More Revenues Without Tax Reform
The chained CPI is probably in the President’s budget in part because it would increase tax revenues without any rate-raising or loophole-closing at all.
According to Congressional Budget Office estimates, the federal government would gain $123.7 billion* over the first 10 years because tax brackets and other annually-adjusted tax provisions, e.g., the personal exemption and standard deduction, would rise more slowly.
So even a quite small increase in income could get taxed at a higher rate. The amount we’d owe wouldn’t be a whole lot greater than what we’d owe if the Internal Revenue Service continued to use the same inflation measure it’s been using.
But the tax code would be somewhat less progressive because filers at fairly low and moderate-income levels would take the biggest hits.
And at least some low and moderate-income families would get smaller reductions and/or refunds from the Earned Income Tax Credit because the maximum credit is adjusted for inflation, as are the phase-outs that gradually lower the credit when earnings reach some level above the amount eligible for the maximum.

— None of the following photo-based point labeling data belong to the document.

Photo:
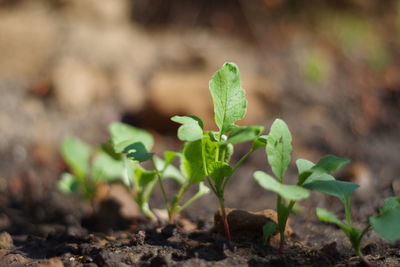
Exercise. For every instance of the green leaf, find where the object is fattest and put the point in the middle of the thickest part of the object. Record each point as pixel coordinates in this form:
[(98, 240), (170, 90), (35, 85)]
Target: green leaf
[(191, 129), (209, 154), (269, 230), (241, 134), (290, 192), (107, 168), (109, 149), (390, 204), (203, 190), (144, 177), (338, 189), (137, 151), (67, 184), (218, 171), (304, 165), (76, 154), (122, 135), (326, 216), (228, 97), (387, 223), (169, 156), (191, 161), (228, 150), (329, 164), (307, 175), (170, 171), (279, 148), (260, 142)]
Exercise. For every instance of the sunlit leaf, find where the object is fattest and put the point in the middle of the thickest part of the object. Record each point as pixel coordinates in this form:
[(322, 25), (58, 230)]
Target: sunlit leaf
[(228, 97), (279, 148), (122, 135), (191, 128)]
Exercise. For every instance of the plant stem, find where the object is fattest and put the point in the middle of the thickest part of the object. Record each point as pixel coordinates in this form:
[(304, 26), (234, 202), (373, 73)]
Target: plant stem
[(363, 260), (224, 218), (281, 224), (241, 160), (161, 186), (175, 202), (347, 212)]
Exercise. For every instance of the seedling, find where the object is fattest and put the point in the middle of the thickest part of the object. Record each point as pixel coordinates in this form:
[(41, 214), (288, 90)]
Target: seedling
[(134, 144), (279, 149), (386, 224), (89, 167), (206, 154)]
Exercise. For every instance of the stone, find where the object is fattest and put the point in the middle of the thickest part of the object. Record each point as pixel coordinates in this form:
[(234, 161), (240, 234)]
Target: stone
[(247, 221), (6, 241)]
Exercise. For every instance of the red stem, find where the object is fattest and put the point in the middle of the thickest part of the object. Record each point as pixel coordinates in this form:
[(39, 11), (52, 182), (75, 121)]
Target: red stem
[(281, 247), (365, 262), (226, 226)]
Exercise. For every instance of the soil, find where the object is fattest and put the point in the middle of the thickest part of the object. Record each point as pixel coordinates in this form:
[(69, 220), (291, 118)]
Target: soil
[(352, 111)]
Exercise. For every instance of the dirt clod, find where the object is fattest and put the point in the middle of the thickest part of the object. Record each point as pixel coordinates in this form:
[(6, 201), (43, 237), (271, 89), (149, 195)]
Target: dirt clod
[(241, 221), (6, 241)]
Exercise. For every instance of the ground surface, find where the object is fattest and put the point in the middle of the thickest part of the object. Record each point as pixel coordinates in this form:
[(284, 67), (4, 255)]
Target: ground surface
[(330, 70)]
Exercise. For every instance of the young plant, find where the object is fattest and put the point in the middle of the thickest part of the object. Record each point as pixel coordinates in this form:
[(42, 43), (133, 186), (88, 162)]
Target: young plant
[(89, 167), (206, 154), (279, 149), (386, 224), (134, 144)]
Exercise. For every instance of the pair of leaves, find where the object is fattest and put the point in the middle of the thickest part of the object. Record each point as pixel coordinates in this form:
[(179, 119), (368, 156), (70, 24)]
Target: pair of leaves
[(291, 192), (200, 159), (192, 130), (326, 216), (85, 163), (387, 223), (309, 172), (123, 135)]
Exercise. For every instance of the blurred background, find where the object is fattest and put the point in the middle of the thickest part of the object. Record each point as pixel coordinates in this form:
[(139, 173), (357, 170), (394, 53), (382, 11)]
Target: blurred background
[(330, 69)]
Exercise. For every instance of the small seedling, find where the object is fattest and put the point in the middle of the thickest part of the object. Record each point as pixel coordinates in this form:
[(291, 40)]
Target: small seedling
[(134, 144), (279, 149), (89, 167), (386, 224)]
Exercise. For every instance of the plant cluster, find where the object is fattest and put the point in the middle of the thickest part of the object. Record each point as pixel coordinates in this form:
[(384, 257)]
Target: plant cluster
[(205, 160)]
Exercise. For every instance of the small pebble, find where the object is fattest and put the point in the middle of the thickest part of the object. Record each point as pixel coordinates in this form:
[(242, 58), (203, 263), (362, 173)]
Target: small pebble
[(6, 241)]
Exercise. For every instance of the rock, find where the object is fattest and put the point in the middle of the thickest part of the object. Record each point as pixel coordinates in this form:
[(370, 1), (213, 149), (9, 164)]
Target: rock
[(107, 12), (129, 91), (6, 241), (182, 93), (53, 262), (247, 221), (118, 193), (78, 84), (7, 258), (26, 51)]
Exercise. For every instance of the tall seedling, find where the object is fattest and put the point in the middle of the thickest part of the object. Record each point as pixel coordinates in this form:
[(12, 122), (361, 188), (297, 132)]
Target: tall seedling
[(279, 150), (206, 154)]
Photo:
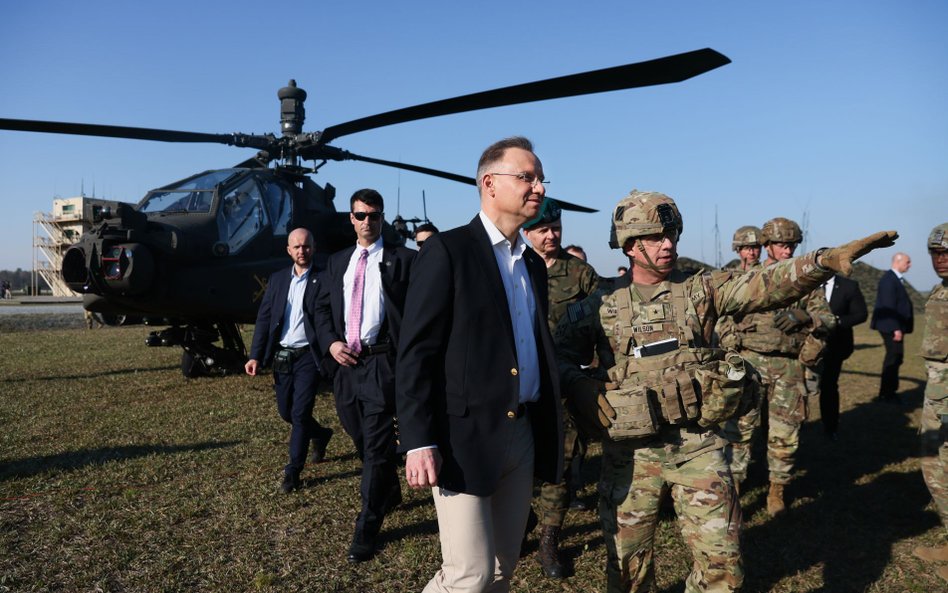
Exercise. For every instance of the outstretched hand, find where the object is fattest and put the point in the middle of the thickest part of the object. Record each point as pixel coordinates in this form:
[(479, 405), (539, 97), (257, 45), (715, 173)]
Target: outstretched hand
[(840, 259)]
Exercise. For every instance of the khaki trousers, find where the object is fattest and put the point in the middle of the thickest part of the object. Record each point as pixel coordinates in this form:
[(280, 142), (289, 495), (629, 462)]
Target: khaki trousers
[(481, 535)]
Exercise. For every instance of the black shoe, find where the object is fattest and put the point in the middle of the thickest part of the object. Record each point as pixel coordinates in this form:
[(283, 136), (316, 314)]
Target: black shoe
[(361, 552), (320, 441), (532, 522), (550, 553), (291, 482)]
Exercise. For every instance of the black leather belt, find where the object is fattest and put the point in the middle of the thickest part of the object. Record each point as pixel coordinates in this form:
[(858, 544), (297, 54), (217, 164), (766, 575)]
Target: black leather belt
[(370, 349)]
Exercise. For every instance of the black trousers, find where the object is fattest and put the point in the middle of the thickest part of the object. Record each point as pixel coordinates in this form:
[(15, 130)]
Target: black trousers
[(894, 352), (296, 395), (829, 391), (365, 403)]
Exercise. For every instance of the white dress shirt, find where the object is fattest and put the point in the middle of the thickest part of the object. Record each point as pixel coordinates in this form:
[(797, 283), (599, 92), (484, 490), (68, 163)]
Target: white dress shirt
[(293, 334), (373, 299), (519, 291)]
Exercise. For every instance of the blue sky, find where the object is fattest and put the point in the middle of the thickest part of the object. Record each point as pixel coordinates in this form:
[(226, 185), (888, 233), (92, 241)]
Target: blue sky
[(833, 110)]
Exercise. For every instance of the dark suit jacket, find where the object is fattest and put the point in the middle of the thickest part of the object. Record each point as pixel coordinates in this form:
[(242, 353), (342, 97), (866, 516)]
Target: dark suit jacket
[(893, 310), (269, 325), (330, 305), (849, 307), (456, 378)]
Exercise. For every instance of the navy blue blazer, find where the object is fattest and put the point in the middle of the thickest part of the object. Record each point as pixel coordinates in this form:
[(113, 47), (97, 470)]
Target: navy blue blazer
[(456, 379), (269, 324), (330, 309), (849, 307), (893, 310)]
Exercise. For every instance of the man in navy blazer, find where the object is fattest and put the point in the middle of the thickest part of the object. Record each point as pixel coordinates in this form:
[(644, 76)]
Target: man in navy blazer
[(848, 305), (358, 316), (893, 318), (477, 388), (285, 337)]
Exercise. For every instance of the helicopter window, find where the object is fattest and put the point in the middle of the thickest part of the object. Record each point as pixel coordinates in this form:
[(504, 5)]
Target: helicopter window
[(241, 216), (178, 201), (191, 195), (278, 205)]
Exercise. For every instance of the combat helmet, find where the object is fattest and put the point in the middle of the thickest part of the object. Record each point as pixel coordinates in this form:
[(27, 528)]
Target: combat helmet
[(746, 236), (550, 212), (780, 230), (643, 213), (938, 238)]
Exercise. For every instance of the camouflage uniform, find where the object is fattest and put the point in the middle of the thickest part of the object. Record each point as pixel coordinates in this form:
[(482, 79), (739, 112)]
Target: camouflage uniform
[(786, 385), (570, 279), (934, 422), (687, 457)]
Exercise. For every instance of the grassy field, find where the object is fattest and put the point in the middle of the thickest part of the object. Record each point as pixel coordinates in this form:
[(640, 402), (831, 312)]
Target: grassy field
[(118, 474)]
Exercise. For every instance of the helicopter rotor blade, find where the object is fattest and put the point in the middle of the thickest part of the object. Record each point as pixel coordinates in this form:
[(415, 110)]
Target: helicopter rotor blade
[(346, 155), (263, 142), (665, 70), (52, 127)]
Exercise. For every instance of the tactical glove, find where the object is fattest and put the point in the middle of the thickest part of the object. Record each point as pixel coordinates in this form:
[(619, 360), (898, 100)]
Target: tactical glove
[(790, 320), (840, 259), (587, 400)]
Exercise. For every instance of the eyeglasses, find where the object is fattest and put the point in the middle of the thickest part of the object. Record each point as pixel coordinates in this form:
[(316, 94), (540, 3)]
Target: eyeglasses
[(530, 178), (656, 238)]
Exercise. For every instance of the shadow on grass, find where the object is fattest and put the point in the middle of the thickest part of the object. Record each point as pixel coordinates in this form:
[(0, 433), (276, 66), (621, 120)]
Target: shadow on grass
[(73, 460), (853, 502), (92, 375)]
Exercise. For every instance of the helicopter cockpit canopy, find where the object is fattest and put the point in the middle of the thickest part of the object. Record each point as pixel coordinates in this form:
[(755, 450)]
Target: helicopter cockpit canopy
[(194, 194)]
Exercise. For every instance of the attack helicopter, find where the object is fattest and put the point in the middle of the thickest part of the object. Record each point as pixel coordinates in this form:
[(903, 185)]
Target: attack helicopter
[(195, 255)]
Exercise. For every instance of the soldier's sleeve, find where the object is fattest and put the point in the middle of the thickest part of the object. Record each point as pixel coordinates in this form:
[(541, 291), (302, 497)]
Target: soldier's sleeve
[(768, 288), (577, 335)]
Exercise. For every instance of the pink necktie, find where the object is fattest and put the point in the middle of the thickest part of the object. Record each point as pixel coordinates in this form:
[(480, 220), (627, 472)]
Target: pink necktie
[(354, 324)]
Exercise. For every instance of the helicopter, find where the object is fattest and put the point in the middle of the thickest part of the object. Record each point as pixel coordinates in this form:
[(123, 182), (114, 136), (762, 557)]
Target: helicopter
[(196, 254)]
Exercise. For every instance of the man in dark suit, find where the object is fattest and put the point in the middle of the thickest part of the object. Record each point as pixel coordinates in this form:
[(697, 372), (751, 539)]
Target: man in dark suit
[(848, 305), (358, 315), (284, 335), (893, 318), (477, 390)]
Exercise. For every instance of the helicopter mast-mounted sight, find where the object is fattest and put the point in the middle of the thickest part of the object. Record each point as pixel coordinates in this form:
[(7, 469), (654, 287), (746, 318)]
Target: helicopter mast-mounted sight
[(292, 112)]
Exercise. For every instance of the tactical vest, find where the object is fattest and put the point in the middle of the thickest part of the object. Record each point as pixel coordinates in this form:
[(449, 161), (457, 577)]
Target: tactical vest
[(665, 373), (935, 341)]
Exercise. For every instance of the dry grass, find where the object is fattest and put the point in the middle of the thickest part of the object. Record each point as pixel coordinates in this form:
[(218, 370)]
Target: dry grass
[(118, 474)]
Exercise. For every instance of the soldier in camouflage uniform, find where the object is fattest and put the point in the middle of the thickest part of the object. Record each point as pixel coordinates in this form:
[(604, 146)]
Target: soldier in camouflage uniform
[(782, 346), (934, 423), (668, 390), (570, 279), (746, 244)]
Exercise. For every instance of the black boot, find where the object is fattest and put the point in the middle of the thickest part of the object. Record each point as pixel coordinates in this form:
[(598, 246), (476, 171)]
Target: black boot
[(550, 552), (532, 521)]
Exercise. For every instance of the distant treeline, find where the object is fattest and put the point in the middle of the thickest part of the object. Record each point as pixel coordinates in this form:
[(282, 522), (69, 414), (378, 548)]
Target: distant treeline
[(19, 280)]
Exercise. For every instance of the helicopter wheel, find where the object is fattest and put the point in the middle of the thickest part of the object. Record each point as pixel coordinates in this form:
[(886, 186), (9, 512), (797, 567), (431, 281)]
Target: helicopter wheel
[(192, 366), (112, 319)]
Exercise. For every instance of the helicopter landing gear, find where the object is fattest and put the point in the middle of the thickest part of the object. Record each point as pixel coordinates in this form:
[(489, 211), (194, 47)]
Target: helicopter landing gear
[(202, 356)]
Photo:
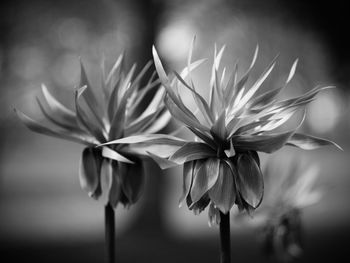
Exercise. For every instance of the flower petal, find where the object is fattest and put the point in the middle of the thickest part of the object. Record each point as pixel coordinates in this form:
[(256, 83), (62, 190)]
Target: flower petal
[(214, 215), (114, 155), (62, 134), (187, 180), (250, 180), (262, 143), (205, 178), (115, 192), (90, 168), (192, 151), (223, 193), (308, 142)]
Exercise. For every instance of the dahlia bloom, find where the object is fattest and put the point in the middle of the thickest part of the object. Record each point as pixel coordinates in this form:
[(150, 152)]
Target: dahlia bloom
[(112, 113), (221, 165)]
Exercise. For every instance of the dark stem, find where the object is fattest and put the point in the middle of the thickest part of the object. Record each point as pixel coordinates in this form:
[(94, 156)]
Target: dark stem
[(110, 233), (225, 241)]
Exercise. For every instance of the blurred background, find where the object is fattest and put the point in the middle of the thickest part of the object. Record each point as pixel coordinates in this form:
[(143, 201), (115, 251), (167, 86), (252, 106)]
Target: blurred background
[(44, 214)]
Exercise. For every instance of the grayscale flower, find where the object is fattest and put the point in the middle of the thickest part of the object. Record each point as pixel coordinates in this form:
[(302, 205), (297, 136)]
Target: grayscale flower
[(114, 112)]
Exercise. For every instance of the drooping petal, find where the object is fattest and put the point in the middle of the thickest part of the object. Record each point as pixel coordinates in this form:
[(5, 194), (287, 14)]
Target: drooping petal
[(61, 112), (192, 151), (85, 120), (223, 193), (214, 215), (133, 180), (62, 134), (187, 180), (114, 155), (90, 168), (115, 192), (262, 143), (150, 138), (250, 180), (205, 178), (308, 142), (219, 129), (182, 116)]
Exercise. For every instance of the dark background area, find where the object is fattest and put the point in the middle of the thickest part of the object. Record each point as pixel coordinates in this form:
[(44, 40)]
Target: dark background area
[(46, 217)]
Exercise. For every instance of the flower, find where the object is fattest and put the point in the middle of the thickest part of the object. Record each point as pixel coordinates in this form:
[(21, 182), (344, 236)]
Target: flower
[(221, 166), (113, 114), (289, 185)]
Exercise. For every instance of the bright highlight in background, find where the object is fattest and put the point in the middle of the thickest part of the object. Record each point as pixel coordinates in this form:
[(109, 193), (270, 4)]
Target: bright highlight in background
[(174, 40), (324, 112)]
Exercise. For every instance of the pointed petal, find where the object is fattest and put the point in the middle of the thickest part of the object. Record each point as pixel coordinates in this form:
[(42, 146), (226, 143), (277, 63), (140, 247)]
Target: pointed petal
[(62, 134), (250, 180), (205, 178), (115, 192)]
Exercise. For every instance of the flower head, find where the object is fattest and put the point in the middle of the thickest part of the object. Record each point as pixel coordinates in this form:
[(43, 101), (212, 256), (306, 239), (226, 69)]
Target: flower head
[(221, 166), (289, 190), (98, 118)]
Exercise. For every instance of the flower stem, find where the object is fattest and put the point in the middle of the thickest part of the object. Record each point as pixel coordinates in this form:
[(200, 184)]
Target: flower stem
[(225, 241), (110, 233)]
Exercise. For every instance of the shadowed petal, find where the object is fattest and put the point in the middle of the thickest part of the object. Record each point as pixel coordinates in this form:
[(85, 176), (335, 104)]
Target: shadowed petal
[(308, 142), (205, 178), (192, 151), (250, 180), (223, 193), (90, 168), (187, 180), (133, 180)]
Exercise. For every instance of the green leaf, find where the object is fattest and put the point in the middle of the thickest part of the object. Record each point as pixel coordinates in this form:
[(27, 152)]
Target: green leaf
[(223, 192), (90, 168), (187, 180), (114, 155), (308, 142), (192, 151), (250, 180), (62, 134), (205, 178)]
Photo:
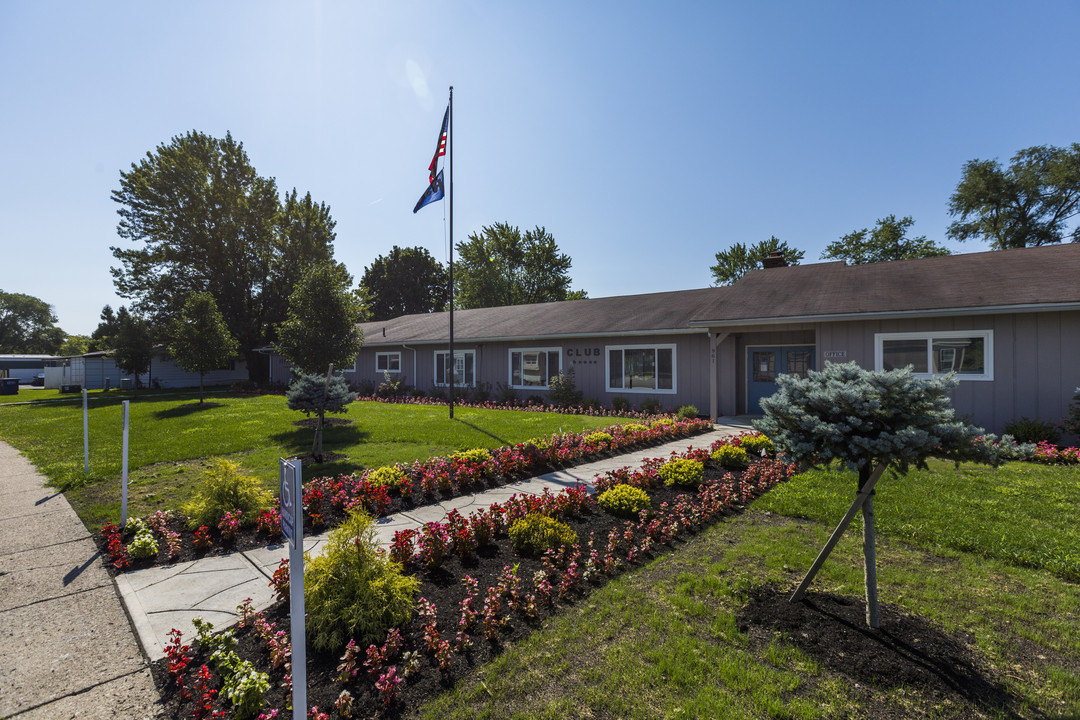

There would be no impact on the refundable Child Tax Credit if Congress makes the current threshold for claiming it permanent, as the President has proposed.
Big if here, since we know that Congressional Republicans have wanted the EITC and the Child Tax Credit to revert to their more restrictive pre-Recovery Act forms.
The revenues raised would be a small portion of the total increase the President now says he’d settle for. So it’s pretty clear the chained CPI is in the budget mainly for strategic reasons.
The received wisdom seems to be that he’s again striving for a grand bargain — offering Republican Congressional leaders the chained CPI and Medicare spending cuts they said they wanted in the fond hope they’ll agree to a scaled-back revenue-raising plan.
Or if not that, perhaps proving they’re altogether unreasonable and ought to lose their House majority next year so that Congress can get important business done.
This is what Michael Tomasky at The Daily Beast thinks the President is up to — and why he thinks no one should fret about the chained CPI.
The Nation‘s John Nichols thinks otherwise. Look, he says, at how the chairman of the National Republican Congressional Committee is already messaging the President’s proposal as a “shocking assault on seniors.”
This is likely to depress votes for Democrats next year, Nichols predicts, citing examples from past mid-term Congressional elections.
The chained CPI proposal certainly has complicated life for Democrats in Congress now, even if they ultimately don’t have to cast an up-or-down vote on it — still TBD.
The larger issue, I think, is that the President has, to some extent, legitimized use of the chained CPI as a way to “save” Social Security — and chosen it instead of lifting the payroll tax cap.
So, as Blake Zeff at Salon asks, “How hard would it be for Republicans to push cuts through, when this [the chained CPI] is now mainstream Democratic policy?”
Cuts, I’d add, that could extend to programs specifically for low-income people, which the President’s proposal would hold harmless.
Note how House Majority Leader John Boehner grudgingly welcomes the chained CPI as an acknowledgment that “our safety net programs are unsustainable.”
This implies something far more sweeping than what the President has proposed for Social Security and Medicare, which arguably aren’t safety net programs anyway.
Well, maybe the rumblings and grumblings, mine included, are just worst-case scenarios. But I’m not ready to bet on that.
* The Office of Management and Budget estimates the revenue gain at $100 billion. Differences between CBO and OMB estimates are not unusual.